L’année 2023 s’annonce riche, mais aussi difficile côté lanceur, pour l’Europe spatiale et le Centre national d’études spatiales (CNES). Pour partager cette actualité, l’association des journalistes de l’environnement (AJE) a invité Philippe Baptiste, président-directeur général du CNES, à s’exprimer lors d’un webinaire en ligne le 13 mars. Ainsi, avec trois ans de retard, le premier lancement d’Ariane 6 devrait finalement bien avoir lieu fin 2023. À condition évidemment que les futurs essais de la fusée et de son pas de tir au Centre spatial guyanais se déroulent sans encombre majeur.
Une année difficile pour les lanceurs en Europe
Philippe Baptiste, président-directeur général du CNES, reconnaît la difficulté actuelle de l’accès autonome de l’Europe à l’espace, alors qu’elle devait recourir, en période de transition entre les deux lanceurs Ariane, au lanceur moyen russe Soyouz. Une voie abandonnée depuis l’invasion de l’Ukraine. En parallèle, le nouveau lanceur léger européen Vega-C, qui devait effectuer son premier vol commercial avec à son bord deux satellites d’Airbus, s’est perdu après son décollage depuis Kourou, le 20 décembre 2022. « C’est un moment difficile pour les lanceurs en Europe avec beaucoup de projets en attente d’être lancés », reconnaît-il. Mais il l’assure : « Ariane 6 va arriver, c’est notre priorité n°1 ! ».

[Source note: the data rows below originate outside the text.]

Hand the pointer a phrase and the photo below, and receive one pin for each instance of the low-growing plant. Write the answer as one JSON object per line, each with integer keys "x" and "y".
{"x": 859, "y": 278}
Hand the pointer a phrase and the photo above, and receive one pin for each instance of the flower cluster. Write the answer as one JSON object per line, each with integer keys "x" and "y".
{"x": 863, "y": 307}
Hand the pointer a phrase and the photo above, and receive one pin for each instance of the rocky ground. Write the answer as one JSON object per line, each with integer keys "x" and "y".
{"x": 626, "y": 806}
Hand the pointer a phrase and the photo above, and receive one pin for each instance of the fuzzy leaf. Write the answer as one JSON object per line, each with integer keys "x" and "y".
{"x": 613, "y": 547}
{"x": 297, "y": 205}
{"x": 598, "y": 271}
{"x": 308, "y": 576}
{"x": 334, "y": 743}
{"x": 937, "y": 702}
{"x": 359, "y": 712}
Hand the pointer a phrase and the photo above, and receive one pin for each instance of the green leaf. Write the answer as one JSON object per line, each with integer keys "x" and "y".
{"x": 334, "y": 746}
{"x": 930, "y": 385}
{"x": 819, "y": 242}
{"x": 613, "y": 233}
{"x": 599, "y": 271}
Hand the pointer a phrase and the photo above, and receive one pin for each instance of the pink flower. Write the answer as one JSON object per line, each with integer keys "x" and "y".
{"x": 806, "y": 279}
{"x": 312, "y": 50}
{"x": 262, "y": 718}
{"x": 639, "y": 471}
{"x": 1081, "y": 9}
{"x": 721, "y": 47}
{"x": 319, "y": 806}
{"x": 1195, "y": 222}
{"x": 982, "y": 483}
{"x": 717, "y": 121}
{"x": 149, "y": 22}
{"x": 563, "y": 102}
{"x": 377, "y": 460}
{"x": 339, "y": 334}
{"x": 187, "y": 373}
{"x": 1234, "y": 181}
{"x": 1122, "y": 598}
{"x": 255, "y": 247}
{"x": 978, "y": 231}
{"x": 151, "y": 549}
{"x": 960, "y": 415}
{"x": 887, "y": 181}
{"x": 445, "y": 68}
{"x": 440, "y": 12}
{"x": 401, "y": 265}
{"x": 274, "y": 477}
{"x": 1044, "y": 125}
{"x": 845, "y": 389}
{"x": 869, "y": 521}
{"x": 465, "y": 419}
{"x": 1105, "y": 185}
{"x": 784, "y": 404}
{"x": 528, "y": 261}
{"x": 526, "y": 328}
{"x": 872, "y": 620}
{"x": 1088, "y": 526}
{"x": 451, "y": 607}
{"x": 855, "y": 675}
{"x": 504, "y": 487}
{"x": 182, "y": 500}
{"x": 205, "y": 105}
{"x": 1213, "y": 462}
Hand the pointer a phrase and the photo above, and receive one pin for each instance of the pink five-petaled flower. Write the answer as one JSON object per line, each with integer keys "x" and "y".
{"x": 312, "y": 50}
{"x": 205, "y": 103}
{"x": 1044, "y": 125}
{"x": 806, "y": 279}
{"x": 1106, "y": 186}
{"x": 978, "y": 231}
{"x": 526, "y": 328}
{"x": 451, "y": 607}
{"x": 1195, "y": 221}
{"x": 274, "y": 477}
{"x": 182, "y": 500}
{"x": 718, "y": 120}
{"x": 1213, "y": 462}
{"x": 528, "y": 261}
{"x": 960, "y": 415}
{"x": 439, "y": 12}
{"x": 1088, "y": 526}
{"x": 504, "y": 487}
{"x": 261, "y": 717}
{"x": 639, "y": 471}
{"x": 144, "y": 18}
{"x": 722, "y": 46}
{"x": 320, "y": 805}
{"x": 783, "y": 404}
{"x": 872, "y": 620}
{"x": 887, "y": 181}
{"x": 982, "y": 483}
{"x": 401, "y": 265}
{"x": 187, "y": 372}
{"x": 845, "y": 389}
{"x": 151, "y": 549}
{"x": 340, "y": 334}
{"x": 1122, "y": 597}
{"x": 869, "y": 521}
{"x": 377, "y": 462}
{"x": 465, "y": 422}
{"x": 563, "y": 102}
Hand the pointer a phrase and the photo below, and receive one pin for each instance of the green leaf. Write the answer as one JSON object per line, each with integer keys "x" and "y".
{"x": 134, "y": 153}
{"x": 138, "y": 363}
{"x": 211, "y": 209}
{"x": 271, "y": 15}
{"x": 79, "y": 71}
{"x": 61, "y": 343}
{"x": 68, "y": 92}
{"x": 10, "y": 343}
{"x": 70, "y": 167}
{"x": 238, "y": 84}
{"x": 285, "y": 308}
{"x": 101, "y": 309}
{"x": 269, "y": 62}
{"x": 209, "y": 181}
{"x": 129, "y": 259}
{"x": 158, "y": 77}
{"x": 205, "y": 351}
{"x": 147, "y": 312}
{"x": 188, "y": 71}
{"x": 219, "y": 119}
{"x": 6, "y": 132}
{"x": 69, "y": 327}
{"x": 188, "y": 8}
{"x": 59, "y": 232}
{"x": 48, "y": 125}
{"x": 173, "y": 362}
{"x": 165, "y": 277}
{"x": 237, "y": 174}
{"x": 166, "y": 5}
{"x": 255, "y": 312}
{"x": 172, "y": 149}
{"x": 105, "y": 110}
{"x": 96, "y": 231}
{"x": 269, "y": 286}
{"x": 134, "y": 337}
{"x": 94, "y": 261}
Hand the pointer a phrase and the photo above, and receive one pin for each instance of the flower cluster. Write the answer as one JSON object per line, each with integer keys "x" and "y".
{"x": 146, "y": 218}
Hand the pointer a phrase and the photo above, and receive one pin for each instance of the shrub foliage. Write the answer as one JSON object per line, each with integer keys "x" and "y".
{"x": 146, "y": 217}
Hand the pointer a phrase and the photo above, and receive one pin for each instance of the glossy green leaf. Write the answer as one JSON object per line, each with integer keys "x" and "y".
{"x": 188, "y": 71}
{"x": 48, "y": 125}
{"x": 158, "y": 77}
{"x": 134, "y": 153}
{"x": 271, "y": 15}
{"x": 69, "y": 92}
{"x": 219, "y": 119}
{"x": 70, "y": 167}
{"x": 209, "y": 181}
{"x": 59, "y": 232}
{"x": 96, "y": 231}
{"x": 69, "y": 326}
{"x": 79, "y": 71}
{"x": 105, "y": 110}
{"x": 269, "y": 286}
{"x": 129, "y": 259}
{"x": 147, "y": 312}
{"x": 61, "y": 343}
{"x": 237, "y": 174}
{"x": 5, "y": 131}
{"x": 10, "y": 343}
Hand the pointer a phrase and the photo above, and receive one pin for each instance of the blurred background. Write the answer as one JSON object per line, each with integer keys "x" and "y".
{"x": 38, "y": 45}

Si l’Europe accuse un certain retard sur la réutilisation des lanceurs par rapport notamment à SpaceX et Blue Origin, Philippe Baptiste rappelle que le CNES travaille sur le sujet avec l’agence spatiale allemande et japonaise. Le démonstrateur Callisto, une fusée mono-étage expérimentale, entièrement réutilisable, « d’une quinzaine de mètres de haut » fera « ses premiers essais en 2024 », assure-t-il.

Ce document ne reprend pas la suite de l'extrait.